About 60% of deals subject to similar inquiries since 2019 did not close, according to Timothy LaComb, a San Diego attorney specializing in antitrust, unfair competition, and complex business litigation, particularly regarding mergers and acquisitions.
Wednesday morning, the British Competition and Markets Authority CMA launched an in-depth, Phase 2 investigation into the $61 billion Broadcom-VMware merger after raising regulatory concerns last week about reduced competition in the hardware market from the chipmaker’s acquisition of the software company. The inquiry could take through Sept. 12 — a bit less than six months.
The CMA initially outlined its concerns last week, giving Broadcom five days to respond with guarantees. Broadcom declined, and so the CMA took the next step.
The merger “may be expected to result in a substantial lessening of competition” in the UK for goods and services, including Ethernet network-interface cards, fibre channel host-bus adapters, storage adapters, and fibre channel switches, the CMA said in its statement Wednesday.
In its report last week, the CMA expressed concern that the merger would hurt Broadcom’s server hardware competitors by reducing interoperability with VMware’s market-dominant server virtualization software or making it harder for competitors to get certification that their hardware is interoperable. Faced with interoperability concerns, most customers would switch to Broadcom hardware rather than switch from VMware software to a competitor.
Additionally, the CMA is concerned that Broadcom will gain access to commercially sensitive information from competitors seeking VMware interoperability certification. While gaining VMware certification, hardware providers submit product samples, product roadmaps, driver source code, and other technical details, which Broadcom might get access to. That might reduce Broadcom’s incentive to compete because it could develop its products to be only marginally better than its competitors’.
Also, Broadcom’s competitors may have a reduced incentive to innovate over concerns that Broadcom would steal the competitors’ ideas, the CMA said.
Meanwhile, in the US, the Federal Trade Commission FTC is “conducting its own in-depth review and could challenge the merger as well, which would further decrease the likelihood that the merger closes,” said LaComb, an associate for the law firm MoginRubin, an email to Silverlinings. LaComb wrote an article, “Broadcom Acquisition of VMware Unlikely to Close,” for the National Law Review, published Friday.
He told Silverlinings that Wednesday’s CMA decision was anticipated and doesn’t change his perspective.
Broadcom is unlikely to agree to structural remedies to address regulatory concerns, LaComb says. These remedies would require Broadcom to divest its server hardware segments. That divestment would eliminate significant revenue for Broadcom and “eradicate synergies from the merger, making the merger significantly less attractive,” LaComb says.
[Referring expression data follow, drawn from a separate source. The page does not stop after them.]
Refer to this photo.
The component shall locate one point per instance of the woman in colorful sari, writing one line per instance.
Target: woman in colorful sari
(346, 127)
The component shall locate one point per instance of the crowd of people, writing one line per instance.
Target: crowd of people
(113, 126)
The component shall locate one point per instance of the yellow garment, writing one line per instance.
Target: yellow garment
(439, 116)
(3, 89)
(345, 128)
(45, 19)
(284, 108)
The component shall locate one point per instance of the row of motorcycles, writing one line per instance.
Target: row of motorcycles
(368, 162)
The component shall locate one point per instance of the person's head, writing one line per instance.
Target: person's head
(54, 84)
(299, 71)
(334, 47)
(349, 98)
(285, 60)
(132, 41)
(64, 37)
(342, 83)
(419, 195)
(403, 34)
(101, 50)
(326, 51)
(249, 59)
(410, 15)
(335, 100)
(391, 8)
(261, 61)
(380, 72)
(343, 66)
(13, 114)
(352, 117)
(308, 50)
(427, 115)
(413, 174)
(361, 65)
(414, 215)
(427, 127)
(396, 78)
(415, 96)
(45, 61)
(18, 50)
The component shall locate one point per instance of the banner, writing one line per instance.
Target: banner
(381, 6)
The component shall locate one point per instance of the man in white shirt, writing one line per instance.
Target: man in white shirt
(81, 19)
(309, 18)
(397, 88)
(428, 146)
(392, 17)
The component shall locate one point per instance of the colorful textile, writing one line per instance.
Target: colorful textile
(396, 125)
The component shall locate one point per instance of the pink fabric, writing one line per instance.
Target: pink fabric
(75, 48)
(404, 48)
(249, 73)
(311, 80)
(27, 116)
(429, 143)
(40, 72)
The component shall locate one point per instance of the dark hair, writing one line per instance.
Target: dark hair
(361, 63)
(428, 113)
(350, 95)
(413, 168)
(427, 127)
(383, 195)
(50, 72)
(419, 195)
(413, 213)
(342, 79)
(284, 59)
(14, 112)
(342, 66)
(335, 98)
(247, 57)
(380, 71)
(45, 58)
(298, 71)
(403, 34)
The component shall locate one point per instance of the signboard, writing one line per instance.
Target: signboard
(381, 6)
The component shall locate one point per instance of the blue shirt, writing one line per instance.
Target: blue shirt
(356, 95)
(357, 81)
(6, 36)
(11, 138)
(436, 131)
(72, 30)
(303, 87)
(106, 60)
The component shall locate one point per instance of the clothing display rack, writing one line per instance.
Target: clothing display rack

However, analysts were more optimistic that the deal will close.
“This is just the UK regulator playing the relevance game,” said Holger Mueller, VP and principal analyst at Constellation Research.
Patrick Moorhead, CEO and chief analyst at Moor Insights & Strategies, agreed.
“I expect this deal will happen this year and don't expect either party to back out,” he said. “The deal offered to VMware is a good one, and Broadcom is a better software and services company with it.”
He added, “I think Broadcom will have to make some commitments to support third-party NICs, but that's about it.”
For its part, VMware said in a statement: “Broadcom’s acquisition of VMware continues to move forward as expected, including with respect to the regulatory review process taking place in the UK and those across multiple other jurisdictions. VMware will continue to respond to all regulatory inquiries, as appropriate, and we continue to expect the deal to close in Broadcom’s fiscal year 2023.”
In addition to the UK and US FTC, the EU announced its own probe into the deal in December.